YOLO-World, introduced in the research paper “YOLO-World: Real-Time Open-Vocabulary Object Detection”, shows a significant advancement in the field of open-vocabulary object detection by demonstrating that lightweight detectors, such as those from the YOLO series, can achieve strong open-vocabulary performance. This is particularly noteworthy for real-world applications where efficiency and speed are crucial, like edge applications.
YOLO-World has grounding capabilities and can understand the context in a prompt to provide detections. You do not need to train the model on a particular class because the model has been trained using image-text pairs and grounded images. The model has learned how to take an arbitrary prompt – for example, “person wearing a white shirt” – and use that for detection.
YOLO-World exclusively supports object detection.

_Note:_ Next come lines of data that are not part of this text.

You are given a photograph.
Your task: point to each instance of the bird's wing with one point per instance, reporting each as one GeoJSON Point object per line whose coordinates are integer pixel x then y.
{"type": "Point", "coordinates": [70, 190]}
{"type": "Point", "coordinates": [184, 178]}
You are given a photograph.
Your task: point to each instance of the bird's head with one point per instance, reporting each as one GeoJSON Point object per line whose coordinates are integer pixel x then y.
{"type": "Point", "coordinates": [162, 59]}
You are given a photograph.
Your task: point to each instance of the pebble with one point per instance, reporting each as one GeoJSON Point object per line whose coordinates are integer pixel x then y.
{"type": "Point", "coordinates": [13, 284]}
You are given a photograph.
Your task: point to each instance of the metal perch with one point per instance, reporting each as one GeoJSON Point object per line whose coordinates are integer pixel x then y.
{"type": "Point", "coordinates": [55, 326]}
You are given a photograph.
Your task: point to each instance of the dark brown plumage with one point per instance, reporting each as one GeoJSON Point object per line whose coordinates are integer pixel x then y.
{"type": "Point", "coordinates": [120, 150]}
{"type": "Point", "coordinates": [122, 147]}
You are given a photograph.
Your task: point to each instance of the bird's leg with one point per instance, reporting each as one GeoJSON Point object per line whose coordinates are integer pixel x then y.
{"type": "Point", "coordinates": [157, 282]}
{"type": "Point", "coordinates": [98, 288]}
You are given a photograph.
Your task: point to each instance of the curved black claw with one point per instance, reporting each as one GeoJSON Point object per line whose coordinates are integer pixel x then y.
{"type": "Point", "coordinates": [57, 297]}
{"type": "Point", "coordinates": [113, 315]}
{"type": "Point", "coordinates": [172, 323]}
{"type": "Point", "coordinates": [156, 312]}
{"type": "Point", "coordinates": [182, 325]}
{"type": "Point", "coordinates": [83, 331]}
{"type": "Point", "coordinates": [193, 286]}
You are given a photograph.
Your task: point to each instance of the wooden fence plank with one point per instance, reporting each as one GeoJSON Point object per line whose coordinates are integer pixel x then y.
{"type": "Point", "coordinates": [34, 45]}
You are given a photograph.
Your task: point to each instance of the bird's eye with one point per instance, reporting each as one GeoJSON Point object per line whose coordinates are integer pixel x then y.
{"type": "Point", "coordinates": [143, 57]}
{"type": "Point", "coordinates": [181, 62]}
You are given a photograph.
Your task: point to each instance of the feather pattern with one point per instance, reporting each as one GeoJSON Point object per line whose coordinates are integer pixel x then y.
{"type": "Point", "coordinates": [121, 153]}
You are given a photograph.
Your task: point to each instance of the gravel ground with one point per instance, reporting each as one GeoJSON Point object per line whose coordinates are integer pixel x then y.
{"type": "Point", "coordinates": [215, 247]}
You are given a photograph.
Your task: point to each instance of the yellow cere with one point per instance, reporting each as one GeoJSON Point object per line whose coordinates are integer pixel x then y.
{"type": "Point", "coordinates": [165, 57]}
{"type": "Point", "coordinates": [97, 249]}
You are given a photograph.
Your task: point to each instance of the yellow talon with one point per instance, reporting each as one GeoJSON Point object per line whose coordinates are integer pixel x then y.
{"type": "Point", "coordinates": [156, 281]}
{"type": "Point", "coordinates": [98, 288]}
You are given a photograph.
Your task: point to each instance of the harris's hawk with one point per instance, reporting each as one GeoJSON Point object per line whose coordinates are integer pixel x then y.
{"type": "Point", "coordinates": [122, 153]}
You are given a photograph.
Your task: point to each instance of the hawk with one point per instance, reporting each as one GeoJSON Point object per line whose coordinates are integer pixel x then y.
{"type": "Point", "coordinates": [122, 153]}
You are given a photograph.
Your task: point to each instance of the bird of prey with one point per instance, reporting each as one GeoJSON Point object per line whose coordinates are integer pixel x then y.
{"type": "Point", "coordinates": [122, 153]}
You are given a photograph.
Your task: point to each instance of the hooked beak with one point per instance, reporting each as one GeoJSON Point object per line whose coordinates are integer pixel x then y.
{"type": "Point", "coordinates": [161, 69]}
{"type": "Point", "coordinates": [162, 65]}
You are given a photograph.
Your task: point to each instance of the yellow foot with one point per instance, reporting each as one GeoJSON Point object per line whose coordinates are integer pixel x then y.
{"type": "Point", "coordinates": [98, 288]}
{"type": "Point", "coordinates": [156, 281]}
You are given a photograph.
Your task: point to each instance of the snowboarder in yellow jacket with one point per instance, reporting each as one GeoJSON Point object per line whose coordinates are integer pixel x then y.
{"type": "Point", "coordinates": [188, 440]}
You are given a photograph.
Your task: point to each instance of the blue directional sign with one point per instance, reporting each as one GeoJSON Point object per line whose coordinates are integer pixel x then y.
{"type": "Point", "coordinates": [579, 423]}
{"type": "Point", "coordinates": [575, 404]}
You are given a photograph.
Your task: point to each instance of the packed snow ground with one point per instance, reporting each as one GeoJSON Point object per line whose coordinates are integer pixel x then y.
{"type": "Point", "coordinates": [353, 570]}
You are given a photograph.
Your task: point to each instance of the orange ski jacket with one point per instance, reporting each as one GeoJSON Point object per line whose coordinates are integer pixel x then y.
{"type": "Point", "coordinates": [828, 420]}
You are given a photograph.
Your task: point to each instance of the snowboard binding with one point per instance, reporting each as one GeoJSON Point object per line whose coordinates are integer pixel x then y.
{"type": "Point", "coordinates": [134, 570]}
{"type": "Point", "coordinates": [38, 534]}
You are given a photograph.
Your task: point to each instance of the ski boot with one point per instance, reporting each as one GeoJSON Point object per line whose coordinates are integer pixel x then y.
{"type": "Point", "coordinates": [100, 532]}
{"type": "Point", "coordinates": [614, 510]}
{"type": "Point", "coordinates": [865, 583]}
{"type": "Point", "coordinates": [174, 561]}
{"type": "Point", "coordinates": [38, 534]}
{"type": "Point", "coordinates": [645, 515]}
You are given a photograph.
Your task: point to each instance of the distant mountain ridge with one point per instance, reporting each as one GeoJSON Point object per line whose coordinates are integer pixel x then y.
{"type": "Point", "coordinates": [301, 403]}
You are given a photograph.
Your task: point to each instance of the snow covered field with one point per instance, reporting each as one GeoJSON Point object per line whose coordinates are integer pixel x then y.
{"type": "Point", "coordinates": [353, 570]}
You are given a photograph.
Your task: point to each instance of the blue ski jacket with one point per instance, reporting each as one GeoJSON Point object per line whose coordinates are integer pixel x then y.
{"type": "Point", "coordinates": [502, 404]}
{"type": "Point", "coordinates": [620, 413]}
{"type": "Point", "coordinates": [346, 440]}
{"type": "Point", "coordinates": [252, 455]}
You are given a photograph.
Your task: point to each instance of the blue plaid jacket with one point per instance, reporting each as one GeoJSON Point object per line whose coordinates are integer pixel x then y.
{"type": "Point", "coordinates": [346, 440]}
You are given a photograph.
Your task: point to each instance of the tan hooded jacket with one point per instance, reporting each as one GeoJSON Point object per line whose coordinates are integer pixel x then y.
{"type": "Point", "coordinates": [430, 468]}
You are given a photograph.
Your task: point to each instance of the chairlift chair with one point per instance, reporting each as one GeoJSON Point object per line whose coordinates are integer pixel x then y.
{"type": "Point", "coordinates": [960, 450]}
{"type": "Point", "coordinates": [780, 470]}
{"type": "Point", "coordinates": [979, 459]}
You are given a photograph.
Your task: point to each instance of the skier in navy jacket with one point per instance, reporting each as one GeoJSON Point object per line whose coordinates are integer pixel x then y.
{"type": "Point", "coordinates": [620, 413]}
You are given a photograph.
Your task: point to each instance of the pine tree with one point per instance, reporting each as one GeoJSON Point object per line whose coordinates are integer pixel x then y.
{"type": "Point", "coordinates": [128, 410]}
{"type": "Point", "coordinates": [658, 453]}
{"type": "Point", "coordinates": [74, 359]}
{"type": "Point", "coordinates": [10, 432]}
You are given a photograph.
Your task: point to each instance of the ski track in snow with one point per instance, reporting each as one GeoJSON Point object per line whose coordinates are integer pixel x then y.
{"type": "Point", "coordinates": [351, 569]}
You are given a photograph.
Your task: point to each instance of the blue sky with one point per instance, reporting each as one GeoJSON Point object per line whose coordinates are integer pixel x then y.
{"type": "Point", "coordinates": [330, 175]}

According to the paper YOLO-World reached between 35.4 AP with 52.0 FPS for the large version and 26.2 AP with 74.1 FPS for the small version. While the V100 is a powerful GPU, achieving such high FPS on any device is impressive.
First, install Inference:
pip install inference
Run the following command to set your API key in your coding environment:
export ROBOFLOW_API_KEY=<your api key>
Then, create a new Python file called app.py
and add the following code:
import cv2
import supervision as sv
from inference.models.yolo_world.yolo_world import YOLOWorld
image = cv2.imread("image.jpeg")
model = YOLOWorld(model_id="yolo_world/l")
classes = ["person", "backpack", "dog", "eye", "nose", "ear", "tongue"]
results = model.infer("image.jpeg", text=classes, confidence=0.03)
detections = sv.Detections.from_inference(results[0])
bounding_box_annotator = sv.BoundingBoxAnnotator()
label_annotator = sv.LabelAnnotator()
labels = [classes[class_id] for class_id in detections.class_id]
annotated_image = bounding_box_annotator.annotate(
scene=image, detections=detections
)
annotated_image = label_annotator.annotate(
scene=annotated_image, detections=detections, labels=labels
)
sv.plot_image(annotated_image)